It’s still summer and friends of two-wheeled transportation continue to pedal across the country in droves. And since electrically assisted bicycles are now more the rule than the exception, it’s no surprise that motorized bikes are now also becoming smart and integrated into the Internet of Things. As always, besides the obvious benefits, the whole thing naturally brings with it implications for security and privacy.
As part of the Quick Check, we have taken a representative of the “smart bike” category (or rather: “borrowed” it from a colleague) to analyze and judge both the bike and the mobile application: The Ampler Stout.

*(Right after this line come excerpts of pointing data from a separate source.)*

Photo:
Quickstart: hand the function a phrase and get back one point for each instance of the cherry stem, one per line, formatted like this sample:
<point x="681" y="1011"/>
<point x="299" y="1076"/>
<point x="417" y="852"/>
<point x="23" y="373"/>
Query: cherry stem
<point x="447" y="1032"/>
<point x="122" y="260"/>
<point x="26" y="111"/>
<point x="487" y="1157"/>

There’s not much to say about the bike itself from our perspective: the Stout is described by the manufacturer as a versatile all-rounder. It weighs just under 18kg, is equipped with a 336Wh battery that is fully charged in 2.5h and should thus allow an average range of 70km. The current version of the Stout (our version doesn’t have this feature yet) is also equipped with a small screen in the frame crossbar that presents you with the most relevant data at a glance, such as remaining range, battery level and average speed. The Ampler Bikes mobile app (com.amplerbikes.mobile in tested version 2.4.3) can then be used to perform firmware updates, view ride statistics, make bike settings and view the bike’s location. In addition, the app offers the option to lock the bike and also share it with other app users. The latest version of the Ampler Stout has a cellular module that is used for communication and tracking. The version we have still uses a Bluetooth connection between the bike and the app and mobile Internet from the app.
Apart from that, the app looks absolutely fine according to static analysis: As with virtually every app, there are some services, receivers and activities that are not fully secured and thus could possibly allow data leakage to other installed apps, but practically, we see rather low risk potential here.

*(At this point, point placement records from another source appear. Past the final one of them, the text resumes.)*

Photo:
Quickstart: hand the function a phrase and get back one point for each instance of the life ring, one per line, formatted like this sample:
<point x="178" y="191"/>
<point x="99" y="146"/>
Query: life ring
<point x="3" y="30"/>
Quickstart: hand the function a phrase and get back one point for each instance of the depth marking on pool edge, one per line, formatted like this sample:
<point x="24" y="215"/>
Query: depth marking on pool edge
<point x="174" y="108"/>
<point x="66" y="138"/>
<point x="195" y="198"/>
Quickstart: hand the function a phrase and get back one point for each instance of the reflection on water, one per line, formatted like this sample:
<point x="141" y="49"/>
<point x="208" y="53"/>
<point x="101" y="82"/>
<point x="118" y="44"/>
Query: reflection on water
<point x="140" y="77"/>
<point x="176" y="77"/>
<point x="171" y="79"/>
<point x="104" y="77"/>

What also strikes us is the decidedly consistent use of code obfuscation to hinder reverse engineering. We rarely see application source code that has been obfuscated to such an extent. Of course, this makes it much more difficult for us to analyze the application, but as long as the obfuscation is not used here to deliberately conceal a weak implementation according to the principle of “security by obscurity”, the developer cannot be blamed for this of course.
As mentioned before, the communication between the bike and the app in the version of the Stout that was presented to us runs completely via Bluetooth. This allows the app to find any nearby Ampler bike, even with a dB value, so that the distance can be estimated. The Bluetooth range is of course limited to a few meters, but some users will certainly dislike this behavior. Especially as Bluetooth cannot be deactivated nor can the bike be set to “invisible”. It was noticeable that the application requires an Internet connection to detect bicycles in the vicinity. We assume that the application only displays bikes if it can check online to which user they belong.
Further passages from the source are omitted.